As for life-span, life expectancy has increased over the past 150 years, but mass media and the overall rate of cultural and technological change has made it such that one could argue that Millennials and GenZ are speaking different dialects from their grandparents, especially if they're from a region with less media influence. Meanwhile, the life-expectancy among American Southerners, and indeed most of their ancestors all the way back to the Scotch Irish[3], have generally had below-average life-expectancies, but have arguably been slower to change.
My conclusion, then, is that, if longer life-spans would slow linguistic drift, it must come with the old having a great deal of cultural influence, and perhaps even some stagnation besides. It seems that things like pronunciation are more likely to change randomly, whereas the loss of archaic words and phrases is more likely to come from being connected to the wider cultural influencers. Isolation and rurality seem better predictors of archaicisms than lifespan, but it seems that isolation and rurality negatively correlate with lifespan. So long-lived, insular, gerintocratic rural subcultures seem like the most stable.
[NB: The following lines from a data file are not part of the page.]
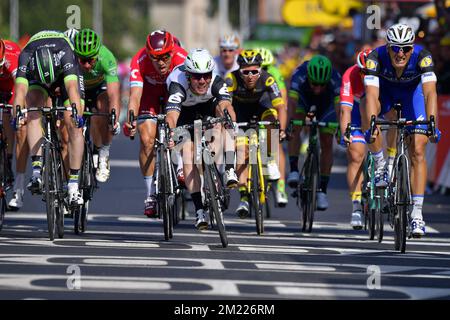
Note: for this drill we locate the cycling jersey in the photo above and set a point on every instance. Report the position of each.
(144, 75)
(352, 91)
(406, 89)
(105, 70)
(247, 103)
(9, 70)
(220, 68)
(301, 91)
(190, 105)
(63, 57)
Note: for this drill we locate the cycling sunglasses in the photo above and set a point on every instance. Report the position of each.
(163, 57)
(199, 76)
(250, 72)
(397, 49)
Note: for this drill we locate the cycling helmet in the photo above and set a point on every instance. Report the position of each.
(159, 42)
(361, 58)
(87, 43)
(71, 33)
(267, 57)
(44, 66)
(230, 41)
(2, 53)
(319, 69)
(199, 61)
(249, 58)
(400, 35)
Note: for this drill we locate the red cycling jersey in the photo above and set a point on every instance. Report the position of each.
(352, 88)
(9, 69)
(144, 75)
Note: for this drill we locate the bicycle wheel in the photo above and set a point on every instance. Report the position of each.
(400, 223)
(163, 193)
(257, 207)
(310, 191)
(379, 219)
(214, 203)
(50, 190)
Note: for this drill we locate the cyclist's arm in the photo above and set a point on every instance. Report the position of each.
(371, 84)
(113, 91)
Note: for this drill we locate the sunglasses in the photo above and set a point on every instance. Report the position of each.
(405, 49)
(88, 60)
(199, 76)
(250, 72)
(163, 57)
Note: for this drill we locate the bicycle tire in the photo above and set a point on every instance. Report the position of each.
(214, 204)
(163, 205)
(50, 191)
(402, 205)
(257, 207)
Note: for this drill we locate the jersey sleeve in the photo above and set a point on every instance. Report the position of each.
(109, 64)
(346, 90)
(219, 89)
(136, 79)
(177, 95)
(426, 66)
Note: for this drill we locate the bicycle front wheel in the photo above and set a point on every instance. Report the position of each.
(400, 223)
(214, 203)
(50, 191)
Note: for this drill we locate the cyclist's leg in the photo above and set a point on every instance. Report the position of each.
(103, 136)
(414, 109)
(36, 96)
(294, 146)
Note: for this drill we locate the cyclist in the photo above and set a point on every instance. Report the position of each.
(9, 58)
(195, 89)
(99, 67)
(149, 70)
(268, 64)
(226, 61)
(247, 87)
(47, 62)
(402, 71)
(314, 83)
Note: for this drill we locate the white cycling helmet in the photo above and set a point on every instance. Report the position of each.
(199, 61)
(400, 35)
(71, 33)
(230, 41)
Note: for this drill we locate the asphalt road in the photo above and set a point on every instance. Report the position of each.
(123, 254)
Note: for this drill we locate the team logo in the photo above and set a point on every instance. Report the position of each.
(371, 65)
(426, 62)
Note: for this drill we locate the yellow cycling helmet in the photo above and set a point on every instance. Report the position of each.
(249, 58)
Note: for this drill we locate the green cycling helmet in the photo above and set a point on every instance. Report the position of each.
(267, 56)
(87, 43)
(319, 70)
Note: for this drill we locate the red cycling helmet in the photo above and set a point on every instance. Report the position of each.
(159, 42)
(2, 53)
(361, 58)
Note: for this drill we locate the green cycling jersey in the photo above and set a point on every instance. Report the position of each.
(105, 69)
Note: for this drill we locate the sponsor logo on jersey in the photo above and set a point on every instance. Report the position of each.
(133, 73)
(371, 65)
(426, 62)
(346, 89)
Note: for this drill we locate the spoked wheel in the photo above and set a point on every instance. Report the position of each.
(50, 192)
(400, 223)
(256, 203)
(212, 180)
- [1] There are many dialects under the "American Southern" umbrella. I don't even think "American Southern" is an official term. And there's a lot of local variation as well. Generally speaking for the set of dialects I'm most familiar with, though, the drink/drank merger was pretty prevalent before the internet and affordable cable.
- [2] To grossly oversimplify, anyway. It's more like "thou" (or "thu", because I have no idea how to get my phone to type thorn) was the second-person singular, then the French introduced the T-V distinction, and also took over polite society, so using "thou" the old way was a peasantly trait. Then using it at all. Interesting that political correctness managed to wipe out a whole pronoun, but profanity remains exactly the same, and even grew stronger over the past generation or two.
- [3] People in the South have always had diverse backgrounds, and those have jointly influenced the resulting dialects. I focus on Scotch-Irish, rather than Cavaliers or the numerous African ethnicities or Indians, because they were saying "yonder" for centuries before coming to America, whereas the others (excepting the Cavaliers) were speaking completely different languages. I should also note that, as of about GenX or so, "yonder" became something of a class marker, such that you can tell a lot about someone under 50 based on whether or not they use it casually. And it rhymes with "under".
* I am not a linguist. On the off chance this answer seems acceptable, please do wait to see if an actual linguist shows up and tears it apart.